The user will come to a login page and clicks the link for “forgot password” or similar. They have to provide then an e-mail address. The form for e-mail address submission has to have means of countering automated exhaustive searches to both lower the load onto the server in case of an attack and provide some small level of discouragement against such attacks. There are two ways that come to mind: using a CAPTCHA and slowing down the form submission with a random large (an order of seconds) delay. Let’s not go into the holy war on CAPTCHA, you are welcome to use any other means you can think of and, please, suggest them so that others can benefit from your thoughts here. You should also provide an additional hidden field that will be automatically filled in by an automated form scanning robot, so you can detect that too and discard the request. Anyway, the important part is: slow down the potential attacker. The person going through recovery will not mind if it takes a while.
As the next step, we will look up the user e-mail address in the database, create a random token, mail it out and provide the feedback to the user. The feedback should be done in constant time, so that an attacker does not use your recovery mechanism to collect valid e-mail addresses from your website. The process thus should take the same time whether you found the user or not. This is difficult to get right and the best solution is to store the request for off-line processing and return immediately. Another way is to use the user names instead and look up the e-mail address but a user is more likely to know their own e-mail address than remember their user name, so there is a caveat. If you cannot (or would not) do off-line processing of requests, you should at least measure your server and try to get the timing similar with delays. The timing of the server can be measured fairly precisely and this is difficult to get right, especially under fluctuating load but you must give it a try. Still, it’s best if you keep the submitted information and trigger an off-line processing while reporting to user something along the lines of “if your e-mail is correct, you will receive an automated e-mail with instructions within an hour”. The feedback should never say whether the e-mail is correct or not.
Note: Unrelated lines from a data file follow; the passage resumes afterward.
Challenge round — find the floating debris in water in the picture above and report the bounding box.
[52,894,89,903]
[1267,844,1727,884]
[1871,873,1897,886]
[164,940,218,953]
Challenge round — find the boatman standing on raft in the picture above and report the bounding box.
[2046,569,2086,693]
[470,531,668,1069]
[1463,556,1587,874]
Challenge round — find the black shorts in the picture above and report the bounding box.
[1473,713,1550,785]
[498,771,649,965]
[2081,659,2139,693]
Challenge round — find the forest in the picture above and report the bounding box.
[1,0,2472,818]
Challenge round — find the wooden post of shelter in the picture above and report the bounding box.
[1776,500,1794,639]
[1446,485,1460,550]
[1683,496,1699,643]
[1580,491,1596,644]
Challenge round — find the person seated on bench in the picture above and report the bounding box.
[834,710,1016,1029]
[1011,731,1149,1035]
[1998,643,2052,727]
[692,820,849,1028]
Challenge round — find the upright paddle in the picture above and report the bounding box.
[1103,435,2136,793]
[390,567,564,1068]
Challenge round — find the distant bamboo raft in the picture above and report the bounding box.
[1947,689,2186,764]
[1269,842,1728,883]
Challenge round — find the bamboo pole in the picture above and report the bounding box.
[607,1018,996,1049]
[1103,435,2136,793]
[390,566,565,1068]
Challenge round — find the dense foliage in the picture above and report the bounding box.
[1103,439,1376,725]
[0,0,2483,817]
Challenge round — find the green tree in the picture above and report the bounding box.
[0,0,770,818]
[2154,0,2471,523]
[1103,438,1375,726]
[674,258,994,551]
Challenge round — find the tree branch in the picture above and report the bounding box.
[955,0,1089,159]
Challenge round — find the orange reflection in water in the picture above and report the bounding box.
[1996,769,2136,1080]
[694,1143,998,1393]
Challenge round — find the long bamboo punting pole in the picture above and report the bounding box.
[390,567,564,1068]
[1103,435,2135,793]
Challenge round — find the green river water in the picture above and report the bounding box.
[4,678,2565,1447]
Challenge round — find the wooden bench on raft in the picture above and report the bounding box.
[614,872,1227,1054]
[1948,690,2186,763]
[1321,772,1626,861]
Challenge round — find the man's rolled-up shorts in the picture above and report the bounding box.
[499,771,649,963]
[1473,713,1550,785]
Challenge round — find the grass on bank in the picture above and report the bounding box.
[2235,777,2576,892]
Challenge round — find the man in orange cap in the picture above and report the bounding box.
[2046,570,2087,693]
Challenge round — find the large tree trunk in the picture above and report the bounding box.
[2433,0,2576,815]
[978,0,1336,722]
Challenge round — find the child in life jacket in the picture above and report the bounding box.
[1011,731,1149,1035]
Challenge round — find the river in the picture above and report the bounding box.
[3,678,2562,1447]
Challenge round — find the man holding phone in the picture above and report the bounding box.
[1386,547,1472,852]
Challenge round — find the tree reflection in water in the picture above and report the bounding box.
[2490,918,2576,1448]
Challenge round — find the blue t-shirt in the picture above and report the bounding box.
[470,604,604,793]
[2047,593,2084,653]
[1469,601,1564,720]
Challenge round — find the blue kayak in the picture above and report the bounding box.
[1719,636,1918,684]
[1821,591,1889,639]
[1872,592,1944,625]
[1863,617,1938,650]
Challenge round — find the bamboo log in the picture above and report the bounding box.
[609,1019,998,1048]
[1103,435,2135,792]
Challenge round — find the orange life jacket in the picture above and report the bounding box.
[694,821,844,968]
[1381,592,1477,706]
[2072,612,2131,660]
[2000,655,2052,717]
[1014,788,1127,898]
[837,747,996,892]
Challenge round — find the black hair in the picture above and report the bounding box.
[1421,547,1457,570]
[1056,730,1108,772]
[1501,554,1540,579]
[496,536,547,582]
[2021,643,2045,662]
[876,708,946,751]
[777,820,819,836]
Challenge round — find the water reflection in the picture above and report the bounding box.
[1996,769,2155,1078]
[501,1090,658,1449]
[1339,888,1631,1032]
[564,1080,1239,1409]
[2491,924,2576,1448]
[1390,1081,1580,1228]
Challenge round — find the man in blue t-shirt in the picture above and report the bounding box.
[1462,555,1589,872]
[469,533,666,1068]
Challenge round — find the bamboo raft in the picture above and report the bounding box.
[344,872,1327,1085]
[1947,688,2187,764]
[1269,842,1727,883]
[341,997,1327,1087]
Now we generate a long, random, cryptographically strong token. It must be cryptographically strong because the user may actually be an attacker and if he can guess how we generate tokens and can do the same, he will be able to reset passwords for arbitrary users. We generate the token, format it in a way that can be e-mailed (base64 encoding, hex, whatever) and store it in a database together with a timestamp and the origin (e-mail address). The same token is then e-mailed to the e-mail address of the user.
The user receives the token, comes to the website and goes to the form for token verification. Here he has to enter his e-mail address again, of course, the token, and the new password. In principle, some measure against the automated searches is in order here too, to lower the load on the server in case of an attack. The tokens are verified against our database and then the e-mail is checked too. If we see a token, we remove it from the database anyway, then we check if the e-mail matches and we continue only if it does. This way, tokens are single use: once we see a token, it is removed from the database and cannot be used again.
Tokens also expire. We must have a policy at our server that sets the expiration period. Let’s say, that is 24 hours. Before we do any look up in our token database, we perform a query that removes all tokens with a creation timestamp older than 24 hours ago. That way, any token that expires is gone from the database when we start looking.
Well, now, if the token matches and e-mail is correct, we can look up the user in our passwords database and update the password hash to the new value. Then, flush the authentication tokens and session identifiers for the user, forcing logout of all preexisting sessions. Simple.